組織球症に続発する中枢神経変性症の
診断・治療エビデンスの創出

研究活動について

組織球症に伴う中枢神経変性症の診療ガイド1緒言

本診療ガイドは「組織球症に伴う中枢神経変性症(Histiocytosis associated neurodegenerative disease: Histiocytosis-ND)」を対象としている。ランゲルハンス細胞組織球症(Langerhans cell histiocytosis: LCH)に合併した中枢神経変性症(LCH associated ND: LCH-ND)に関する報告が多いものの、LCH以外の組織球性腫瘍(non-LCH)に合併する中枢神経変性症の報告も散見されるため、全ての組織球性腫瘍に合併する中枢神経変性症(Histiocytosis-ND)を対象とした。
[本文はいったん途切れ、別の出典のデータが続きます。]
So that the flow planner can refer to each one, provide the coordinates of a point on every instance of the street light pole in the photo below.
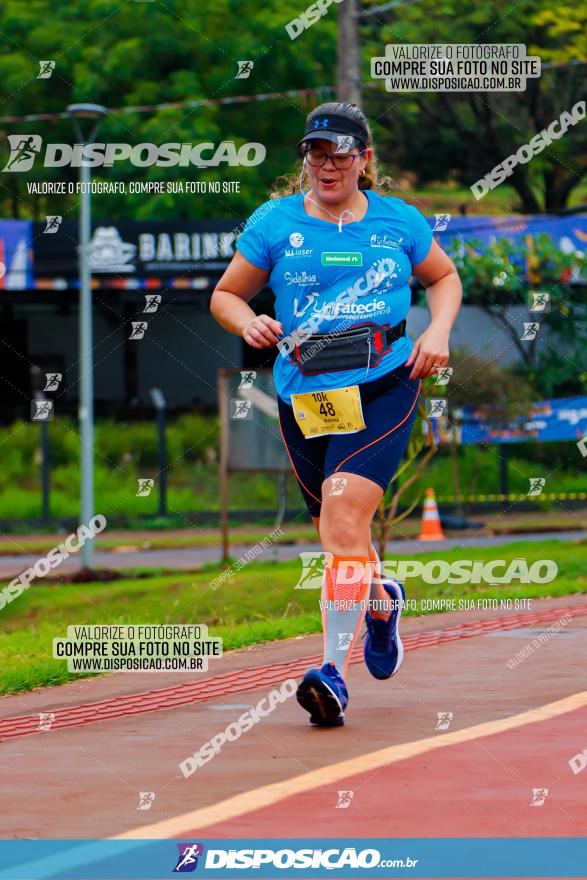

本診療ガイドは、Histiocytosis-NDの最新情報の普及と診療レベルの向上を目的として、15の項目を設定し、エキスパートの先生方に執筆頂いた。本疾患は極めて稀で、かつ病態が未解明な部分が多く、Narrative reviewを基本とするため、Embase、MEDLINE、Cochrane、医中誌から広く本疾患に関わる文献リストを作成し、診療ガイド作成の参考資料とした。15項目に引き続き、本疾患の治療に関しては、PICO形式のClinical Question(CQ)を設定し、Systematic Reviewを試みたが、最終的に十分なエビデンスが得られなかったため、CQを今後の研究が推奨される臨床疑問(Future research question [FQ])としてまとめることとした。

本診療参照ガイドが、組織球性腫瘍の診療に携わる多くの皆様の一助となれば幸いである。

なお、本診療参照ガイドは、日本医療研究開発機構難治性疾患実用化研究事業「組織球症に続発する中枢神経変性症の診断・治療エビデンスの創出(研究代表者:塩田曜子)」の支援を受けて作成した。